Berna, você é formada em educação artística, mas, ao mesmo tempo, atua como perita criminal no Pará. O que esse ofício agrega ao seu fazer artístico?
Sim, sou perita criminal há dez anos, e isso só me leva a questionar ainda mais a sociedade, pois me faz ficar em contato direto com a realidade. Antes, como todo mundo, recebia a informação (sobre a violência) filtrada – ou por meio da mídia, ou por meio de dados das secretarias de Segurança ou da Saúde. Ou seja, informações que passaram por uma instância primária e, portanto, já são secundárias ou mesmo terciárias. Quando você atua como perito, você está na instância primária. É a realidade nua e crua, sem filtros. E é muito impactante. O que acontece é que você, enquanto artista, geralmente tem outra relação com a vida, não tem um contato assim, tão direto, com a violência. Nesse ponto, somos muito privilegiados. Lá, você tem esse outro contato.

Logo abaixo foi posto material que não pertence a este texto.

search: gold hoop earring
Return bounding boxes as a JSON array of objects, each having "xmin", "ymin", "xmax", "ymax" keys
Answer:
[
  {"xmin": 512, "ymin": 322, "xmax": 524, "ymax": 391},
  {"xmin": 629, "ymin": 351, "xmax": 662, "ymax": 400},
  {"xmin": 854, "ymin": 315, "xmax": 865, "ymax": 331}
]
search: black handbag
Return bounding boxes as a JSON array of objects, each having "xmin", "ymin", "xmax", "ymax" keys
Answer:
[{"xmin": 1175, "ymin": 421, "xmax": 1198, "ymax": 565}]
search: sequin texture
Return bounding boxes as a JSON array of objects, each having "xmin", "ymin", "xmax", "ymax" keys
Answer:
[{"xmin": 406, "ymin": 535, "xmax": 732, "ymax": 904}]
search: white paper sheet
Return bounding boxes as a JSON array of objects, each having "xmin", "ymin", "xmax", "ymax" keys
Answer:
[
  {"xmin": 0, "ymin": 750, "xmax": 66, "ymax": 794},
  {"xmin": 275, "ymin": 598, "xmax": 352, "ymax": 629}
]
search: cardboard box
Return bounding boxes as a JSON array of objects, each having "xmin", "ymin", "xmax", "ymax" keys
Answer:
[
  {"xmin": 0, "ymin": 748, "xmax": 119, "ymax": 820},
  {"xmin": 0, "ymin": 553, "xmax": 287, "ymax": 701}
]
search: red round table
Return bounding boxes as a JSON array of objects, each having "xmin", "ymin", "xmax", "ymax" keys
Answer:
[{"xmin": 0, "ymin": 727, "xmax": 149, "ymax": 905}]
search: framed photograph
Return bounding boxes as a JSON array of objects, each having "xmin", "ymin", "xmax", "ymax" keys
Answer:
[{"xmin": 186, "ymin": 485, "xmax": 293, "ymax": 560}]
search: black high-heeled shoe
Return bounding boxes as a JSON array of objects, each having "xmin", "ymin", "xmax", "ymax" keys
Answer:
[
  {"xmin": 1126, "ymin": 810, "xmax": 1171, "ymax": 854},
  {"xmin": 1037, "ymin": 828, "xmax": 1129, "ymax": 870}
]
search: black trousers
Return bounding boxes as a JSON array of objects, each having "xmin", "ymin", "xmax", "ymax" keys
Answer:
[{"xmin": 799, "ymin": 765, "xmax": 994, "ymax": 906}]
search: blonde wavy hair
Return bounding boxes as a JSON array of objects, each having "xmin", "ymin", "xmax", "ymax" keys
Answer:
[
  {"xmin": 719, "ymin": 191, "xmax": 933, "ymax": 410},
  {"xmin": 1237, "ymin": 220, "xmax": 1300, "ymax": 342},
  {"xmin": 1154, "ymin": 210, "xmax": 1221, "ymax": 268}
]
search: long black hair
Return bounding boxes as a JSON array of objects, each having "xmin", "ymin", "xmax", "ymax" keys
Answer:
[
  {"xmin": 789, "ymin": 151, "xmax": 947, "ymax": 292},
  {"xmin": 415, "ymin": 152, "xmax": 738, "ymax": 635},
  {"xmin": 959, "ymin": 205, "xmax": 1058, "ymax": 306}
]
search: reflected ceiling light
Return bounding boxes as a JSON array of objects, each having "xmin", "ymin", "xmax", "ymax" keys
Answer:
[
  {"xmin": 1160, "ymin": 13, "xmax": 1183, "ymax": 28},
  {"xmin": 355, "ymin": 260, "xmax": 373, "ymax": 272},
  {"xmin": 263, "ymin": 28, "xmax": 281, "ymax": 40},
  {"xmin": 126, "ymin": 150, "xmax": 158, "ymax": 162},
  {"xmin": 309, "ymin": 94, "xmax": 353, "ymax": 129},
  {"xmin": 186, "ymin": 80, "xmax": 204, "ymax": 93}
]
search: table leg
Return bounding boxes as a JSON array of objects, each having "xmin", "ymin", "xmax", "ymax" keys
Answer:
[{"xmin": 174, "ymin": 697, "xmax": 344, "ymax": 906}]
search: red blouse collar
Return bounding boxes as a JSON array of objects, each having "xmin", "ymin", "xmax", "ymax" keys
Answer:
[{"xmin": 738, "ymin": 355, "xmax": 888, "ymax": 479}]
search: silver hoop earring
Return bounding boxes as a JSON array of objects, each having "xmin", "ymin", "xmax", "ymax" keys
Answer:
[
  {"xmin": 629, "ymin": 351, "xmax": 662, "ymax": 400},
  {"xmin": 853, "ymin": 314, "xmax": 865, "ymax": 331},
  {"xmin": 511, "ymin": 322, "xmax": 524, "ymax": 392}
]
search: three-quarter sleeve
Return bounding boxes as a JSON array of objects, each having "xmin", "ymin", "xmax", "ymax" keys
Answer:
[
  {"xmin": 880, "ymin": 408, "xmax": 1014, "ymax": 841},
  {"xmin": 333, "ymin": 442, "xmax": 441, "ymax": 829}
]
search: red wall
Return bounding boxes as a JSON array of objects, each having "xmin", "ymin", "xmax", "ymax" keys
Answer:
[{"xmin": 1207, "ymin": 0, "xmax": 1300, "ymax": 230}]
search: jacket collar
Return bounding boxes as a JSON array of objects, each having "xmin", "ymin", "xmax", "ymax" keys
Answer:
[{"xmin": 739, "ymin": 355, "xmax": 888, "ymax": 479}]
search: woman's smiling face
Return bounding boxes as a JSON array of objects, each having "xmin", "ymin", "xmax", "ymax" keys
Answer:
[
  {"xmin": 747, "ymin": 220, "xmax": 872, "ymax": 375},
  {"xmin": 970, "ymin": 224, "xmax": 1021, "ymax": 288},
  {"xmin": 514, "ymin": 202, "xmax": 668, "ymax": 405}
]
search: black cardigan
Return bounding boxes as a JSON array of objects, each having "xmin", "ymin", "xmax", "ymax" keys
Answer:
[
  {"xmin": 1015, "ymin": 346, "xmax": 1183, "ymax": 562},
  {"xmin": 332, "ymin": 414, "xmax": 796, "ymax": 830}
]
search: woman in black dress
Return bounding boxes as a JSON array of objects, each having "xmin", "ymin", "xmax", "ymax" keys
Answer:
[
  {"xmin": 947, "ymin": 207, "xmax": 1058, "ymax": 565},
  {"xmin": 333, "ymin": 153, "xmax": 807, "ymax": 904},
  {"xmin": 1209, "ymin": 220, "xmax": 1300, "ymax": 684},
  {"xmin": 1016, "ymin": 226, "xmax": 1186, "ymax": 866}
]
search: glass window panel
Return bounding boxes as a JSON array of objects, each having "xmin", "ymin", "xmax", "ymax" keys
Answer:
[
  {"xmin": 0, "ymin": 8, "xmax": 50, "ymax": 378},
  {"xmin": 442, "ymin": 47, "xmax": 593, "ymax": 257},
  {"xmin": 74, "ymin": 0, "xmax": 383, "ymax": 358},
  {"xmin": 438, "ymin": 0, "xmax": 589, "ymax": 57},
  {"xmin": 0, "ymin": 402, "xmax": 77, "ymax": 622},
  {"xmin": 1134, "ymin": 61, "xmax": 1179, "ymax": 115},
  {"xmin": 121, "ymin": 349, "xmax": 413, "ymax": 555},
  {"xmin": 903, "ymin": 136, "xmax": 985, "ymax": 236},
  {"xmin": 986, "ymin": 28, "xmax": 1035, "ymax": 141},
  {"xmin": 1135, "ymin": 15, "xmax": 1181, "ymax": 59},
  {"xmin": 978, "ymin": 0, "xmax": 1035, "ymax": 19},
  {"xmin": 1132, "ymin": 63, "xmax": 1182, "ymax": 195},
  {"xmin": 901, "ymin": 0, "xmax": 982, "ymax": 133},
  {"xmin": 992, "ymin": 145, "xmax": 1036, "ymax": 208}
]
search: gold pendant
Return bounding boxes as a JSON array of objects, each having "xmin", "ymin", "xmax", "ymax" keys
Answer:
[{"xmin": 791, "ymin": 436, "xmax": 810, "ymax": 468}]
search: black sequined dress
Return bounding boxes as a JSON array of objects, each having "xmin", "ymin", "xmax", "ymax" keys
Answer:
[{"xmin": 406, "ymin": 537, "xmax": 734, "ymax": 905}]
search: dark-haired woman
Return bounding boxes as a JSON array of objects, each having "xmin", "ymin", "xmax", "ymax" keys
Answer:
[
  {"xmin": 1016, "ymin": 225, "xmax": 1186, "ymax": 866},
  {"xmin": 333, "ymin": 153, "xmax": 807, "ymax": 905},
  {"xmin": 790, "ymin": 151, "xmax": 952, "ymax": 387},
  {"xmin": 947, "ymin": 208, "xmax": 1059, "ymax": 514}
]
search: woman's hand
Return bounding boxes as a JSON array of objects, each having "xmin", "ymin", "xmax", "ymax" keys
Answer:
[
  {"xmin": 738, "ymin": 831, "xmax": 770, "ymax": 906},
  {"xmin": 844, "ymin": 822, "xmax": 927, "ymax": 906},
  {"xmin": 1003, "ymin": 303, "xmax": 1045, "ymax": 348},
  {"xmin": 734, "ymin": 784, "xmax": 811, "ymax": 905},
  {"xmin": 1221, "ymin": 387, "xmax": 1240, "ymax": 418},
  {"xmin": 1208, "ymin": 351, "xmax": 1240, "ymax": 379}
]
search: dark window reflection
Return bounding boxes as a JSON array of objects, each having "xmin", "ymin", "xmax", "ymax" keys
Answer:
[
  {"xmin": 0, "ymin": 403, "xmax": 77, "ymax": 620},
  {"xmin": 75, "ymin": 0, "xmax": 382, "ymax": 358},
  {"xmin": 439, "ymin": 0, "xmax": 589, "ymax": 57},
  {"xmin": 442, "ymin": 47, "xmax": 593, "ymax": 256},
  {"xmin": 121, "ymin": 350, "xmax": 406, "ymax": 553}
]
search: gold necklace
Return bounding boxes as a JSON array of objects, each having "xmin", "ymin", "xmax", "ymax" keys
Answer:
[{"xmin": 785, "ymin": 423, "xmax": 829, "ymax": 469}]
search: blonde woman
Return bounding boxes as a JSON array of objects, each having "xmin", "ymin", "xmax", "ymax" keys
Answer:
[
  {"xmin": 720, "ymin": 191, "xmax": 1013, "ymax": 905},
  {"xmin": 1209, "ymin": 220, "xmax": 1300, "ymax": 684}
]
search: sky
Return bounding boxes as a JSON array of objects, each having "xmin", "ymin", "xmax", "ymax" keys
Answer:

O país tem registrado, nos últimos anos, alguns episódios de intolerância direcionados a algumas iniciativas das artes visuais. Como vê esse momento?
Veja, acredito que a história da humanidade é cíclica. Esse fenômeno está acontecendo também em outros países. É um retorno que a direita tenta conquistar. E, assim, conquistas da categoria, como apoios e editais, são cortadas, reduzidas, o que, claro, é muito ruim. Mas o querer censurar é pior ainda. Agora, se há um lado “positivo”, digamos assim, é que esse momento pode servir como uma injeção de estímulo à criação. Sempre acho que os artistas que têm mais poder de embate são os que viveram em países com problemas como a fome, guerras... Por esse lado, o momento atual é de potência criativa e de luta, de se posicionar. É hora de ir para cima, de ir para as ruas. Não é possível se acovardar. O medo existe, mas ele tem que ser impulsionador.
Festa
A primeira exposição individual da artista paraense Berna Reale em Belo Horizonte está em cartaz no Viaduto das Artes (av. Olinto Meireles, 45, Barreiro – fone: 3144-6156). A visitação pelo público pode ser feita até o dia 30 de setembro. Sempre de segunda a sexta, das 10h às 17h.